If Something Rotten! has mastered the surprise-based humor that is now de rigueur in musical comedies, it is something of a meta-surprise as well, its producers having decided to skip its planned out-of-town tryout in Seattle and open it cold on Broadway. Perhaps that’s why it retains a pleasant feeling of shagginess and idiosyncrasy: qualities too often pruned out of shows that are over-workshopped en route to New York. Perhaps that’s also why the contraption starts to sag in the early going of the second act, at which point we are no longer very interested in peripheral issues unless they obviously contribute to the fun. (A subplot about Nigel’s conflict with Nick, and another about Shakespeare’s difficulty writing, don’t come to much.) A month in front of a Seattle audience might have helped identify those longueurs and left time to correct them. But a more fundamental problem — the only one, really — is too deeply entwined in what makes the show work to have ever unwound it. I refer to its relentlessness, the will to conquer at any cost, like Mel Brooks on steroids. The authors all but admit the tendency when they have the soothsayer look into the theater’s future to find actors “gyrating to that titillating beat”:
NOSTRADAMUS: It’s called a “dance break.” … People onstage, just bursting into spontaneous dance!
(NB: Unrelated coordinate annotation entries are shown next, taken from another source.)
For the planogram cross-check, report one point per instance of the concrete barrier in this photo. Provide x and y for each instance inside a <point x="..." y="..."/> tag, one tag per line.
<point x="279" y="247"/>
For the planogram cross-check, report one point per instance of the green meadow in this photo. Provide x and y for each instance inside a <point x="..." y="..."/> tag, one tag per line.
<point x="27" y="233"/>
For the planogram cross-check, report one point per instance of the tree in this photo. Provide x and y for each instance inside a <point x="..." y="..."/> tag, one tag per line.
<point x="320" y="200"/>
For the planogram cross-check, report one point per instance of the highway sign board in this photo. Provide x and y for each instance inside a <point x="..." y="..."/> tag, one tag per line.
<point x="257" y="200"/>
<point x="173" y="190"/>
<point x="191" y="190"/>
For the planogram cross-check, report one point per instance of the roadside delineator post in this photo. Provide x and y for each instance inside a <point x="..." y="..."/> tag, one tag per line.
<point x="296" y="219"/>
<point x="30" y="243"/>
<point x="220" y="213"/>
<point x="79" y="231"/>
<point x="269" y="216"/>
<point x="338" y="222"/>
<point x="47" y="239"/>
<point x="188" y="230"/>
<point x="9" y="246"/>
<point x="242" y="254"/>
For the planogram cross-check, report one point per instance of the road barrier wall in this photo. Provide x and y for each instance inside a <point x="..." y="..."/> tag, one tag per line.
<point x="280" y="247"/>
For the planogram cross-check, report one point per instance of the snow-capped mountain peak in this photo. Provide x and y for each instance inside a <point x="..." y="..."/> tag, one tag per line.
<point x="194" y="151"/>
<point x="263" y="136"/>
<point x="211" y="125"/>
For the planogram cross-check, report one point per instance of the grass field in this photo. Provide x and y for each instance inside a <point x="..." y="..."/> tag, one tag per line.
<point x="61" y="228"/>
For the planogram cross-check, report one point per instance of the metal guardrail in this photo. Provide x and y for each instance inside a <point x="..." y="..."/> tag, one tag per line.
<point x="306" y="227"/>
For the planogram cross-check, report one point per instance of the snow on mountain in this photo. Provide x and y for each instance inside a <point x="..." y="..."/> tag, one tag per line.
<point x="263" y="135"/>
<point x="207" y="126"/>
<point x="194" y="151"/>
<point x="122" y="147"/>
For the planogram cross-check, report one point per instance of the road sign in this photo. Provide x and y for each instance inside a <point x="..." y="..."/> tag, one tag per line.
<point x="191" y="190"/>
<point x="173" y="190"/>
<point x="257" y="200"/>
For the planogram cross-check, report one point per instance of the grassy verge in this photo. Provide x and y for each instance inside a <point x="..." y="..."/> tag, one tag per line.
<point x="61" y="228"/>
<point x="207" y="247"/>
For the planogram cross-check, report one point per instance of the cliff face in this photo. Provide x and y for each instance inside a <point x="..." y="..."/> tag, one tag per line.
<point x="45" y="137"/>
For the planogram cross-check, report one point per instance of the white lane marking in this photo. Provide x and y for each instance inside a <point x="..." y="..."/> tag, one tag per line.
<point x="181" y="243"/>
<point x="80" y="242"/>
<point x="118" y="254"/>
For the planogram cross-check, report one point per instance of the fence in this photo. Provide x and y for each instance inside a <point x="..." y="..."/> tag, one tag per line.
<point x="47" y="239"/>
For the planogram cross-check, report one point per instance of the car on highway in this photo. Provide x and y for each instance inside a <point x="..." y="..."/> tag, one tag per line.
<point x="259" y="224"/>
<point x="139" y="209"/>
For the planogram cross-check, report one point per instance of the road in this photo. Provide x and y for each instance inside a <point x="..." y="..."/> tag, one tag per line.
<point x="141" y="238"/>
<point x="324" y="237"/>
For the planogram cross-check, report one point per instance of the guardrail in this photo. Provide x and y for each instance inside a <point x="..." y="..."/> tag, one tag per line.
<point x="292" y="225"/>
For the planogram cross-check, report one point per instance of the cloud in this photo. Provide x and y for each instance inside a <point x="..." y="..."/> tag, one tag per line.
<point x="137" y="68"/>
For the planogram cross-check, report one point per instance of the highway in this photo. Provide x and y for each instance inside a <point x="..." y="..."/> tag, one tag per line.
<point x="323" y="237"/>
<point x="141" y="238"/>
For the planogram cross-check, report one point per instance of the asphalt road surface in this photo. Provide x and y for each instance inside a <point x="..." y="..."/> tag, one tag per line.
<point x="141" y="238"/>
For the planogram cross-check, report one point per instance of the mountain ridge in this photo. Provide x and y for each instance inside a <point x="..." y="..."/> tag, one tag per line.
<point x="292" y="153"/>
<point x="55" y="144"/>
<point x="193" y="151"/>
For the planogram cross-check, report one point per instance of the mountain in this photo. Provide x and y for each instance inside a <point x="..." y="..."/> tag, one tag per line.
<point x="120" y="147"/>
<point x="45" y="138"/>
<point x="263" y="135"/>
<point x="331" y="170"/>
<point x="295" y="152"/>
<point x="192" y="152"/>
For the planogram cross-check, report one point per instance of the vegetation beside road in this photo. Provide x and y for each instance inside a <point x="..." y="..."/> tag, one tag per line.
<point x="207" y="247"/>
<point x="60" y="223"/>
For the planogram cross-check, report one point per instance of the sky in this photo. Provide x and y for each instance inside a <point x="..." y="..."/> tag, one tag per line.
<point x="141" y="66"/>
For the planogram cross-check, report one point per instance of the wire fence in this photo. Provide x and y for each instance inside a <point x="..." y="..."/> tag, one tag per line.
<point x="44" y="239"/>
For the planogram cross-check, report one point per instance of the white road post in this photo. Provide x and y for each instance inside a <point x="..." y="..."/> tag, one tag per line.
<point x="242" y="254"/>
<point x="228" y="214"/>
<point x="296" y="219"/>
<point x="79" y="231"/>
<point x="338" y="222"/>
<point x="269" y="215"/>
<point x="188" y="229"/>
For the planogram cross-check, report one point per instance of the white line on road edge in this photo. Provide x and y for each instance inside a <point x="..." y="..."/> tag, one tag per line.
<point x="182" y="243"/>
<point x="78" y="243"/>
NICK: Why? Does it advance the plot?
NICK: Advance character?
NOSTRADAMUS: Not necessarily.
NICK: Then why do it?
NOSTRADAMUS: Because it’s entertaining! 5, 6, 7, 8!
Well, yes. But if I could wish for any improvement in Something Rotten! it would be to relax a bit more, so we could. It’s hard work enjoying a show this much.
Something Rotten! is at the St. James Theatre.
*A version of this article appears in the May 4, 2015 issue of New York Magazine.